The Walking Dead: 502 “Strangers” Review
Reviewed by Louis Rabinowitz.
The Walking Dead’s fifth season got off to a barnstorming start last week with a premiere that delivered reams upon reams of gory action and accomplished more plot-wise than most half seasons of the zombie show – but with Terminus in ashes and the group back together again, does episode two keep up the momentum? Strangers marked a return to The Walking Dead’s typical pacing – a far greater emphasis on character interaction than all out walker-filled carnage – but that’s not to say it was a weak episode, even if it didn’t quite reach the lofty heights of the season premiere.
A key strength of the episode was the way it handled interaction between the now army-like collection of regulars – deftly handling dangling ends like Tara’s involvement with the Governor’s attack on the prison in an efficient and interesting way, by matching up characters who previously had never even met (Tara and Maggie’s new friendship, considering Tara’s bond with Glenn, provides some interesting fuel for further conflict) There would have been times back in the second and third seasons that the information would be held back and then slowly revealed later on in the season – but despite the generally slower pace of Strangers, it retains the no-nonsense attitude that No Sanctuary impressively displayed towards story. Not all the character interactions are quite as strong however – the continued insistence of going back to Carol’s actions at the start of season 4 is starting to get a little tiring. While Carol is undoubtedly a far more interesting character, the fallout of her murder of Karen and David feels like a leftover plot point brought back to dredge up some character drama.
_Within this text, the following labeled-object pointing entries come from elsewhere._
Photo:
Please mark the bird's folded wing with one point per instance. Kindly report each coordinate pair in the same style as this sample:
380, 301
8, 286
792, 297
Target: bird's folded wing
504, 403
Strangers also saw the debut of comic character Father Gabriel, played by The Wire alum Seth Gilliam. Gabriel doesn’t get a huge amount of screentime here and there’s clearly a lot yet to be revealed about the mysterious Gabriel, but Gilliam makes a strong impression here as the nervy and peaceful priest. Gabriel’s introduction also highlights just how violent and threatening Rick’s group has become – Rick’s casual threat of killing Gabriel is a great moment, even if Rick’s change back to a slightly more compelling character has come at the cost of somewhat jarring with what we saw last season. With the group possibly on the way to the fabled Alexandria Safe Zone this season, the show’s efforts to show how the apocalypse has changed Rick and the group are surprisingly interesting.
Aside from the character development, Strangers also delivered a well-executed (if brief) action set piece as Rick’s group come under attack from some rather soggy walkers. The Walking Dead seems intent on topping itself week after week in the gore department – and the wet walkers are appropriately disgusting, evoking memories of the infamous well walker from season two (even if it doesn’t quite match those vomit-inducing heights). The scene also provides an effective jump scare too as Bob is pulled underwater by a walker – a moment that might just prove to be key later on.
The ‘cure’ plot arc took a back seat to the carnage last week – but it makes a return here, with Abraham making his pitch to the group. The cure is an intriguing arc, even if the chances of actually finding the cure are next to zero and it’s satisfying to see it progress. The Walking Dead is often a little guilty of bedding down in one place for too long (hello, season two!) so the promise of an actual objective for the crew is a solid foundation for the rest of the season, if it can execute the story in a satisfying manner. Likewise, Carol and Daryl’s chase of the white cross car is an exciting setup for further events (even if it’s little more than a plot contrivance to thin out the massive group) – and after the show’s continued sidelining of Beth’s disappearance, it’s great to finally see some growth on that front.
And of course, there’s the final scene. Over the summer it was widely speculated that season five would adapt the popular Fear the Hunters arc from the comics – and not only does the final scene give the ex-Termites their comics moniker of the Hunters, it gives us one of the most iconic scenes from the comics, as Bob wakes up to Gareth and the Hunters casually chewing part of his now-missing leg. It’s a chilling, somewhat disturbing scene, excellently played by Andrew J West (who, despite some surface similarities to the Governor, is coming into his own as a unique bad guy) – and proves that there’s pretty much no boundary to what The Walking Dead will show onscreen in detail. And it’s not just Bob who’s in trouble now – it looks like Rick’s entire group is now on the dinner table.
Overall, Strangers is a solid second episode – it might dwell a little too much on bygone plot points and is saddled with reams of set-up for the rest of the season, but with an exciting action setpiece and a slightly traumatizing ending, it continues the momentum season five has already built up.
Scene of the Episode – Kentucky Fried Bob – Gruesome, dark and disturbing, this scene, ripped straight from the comics, is essentially The Walking Dead distilled into one scene.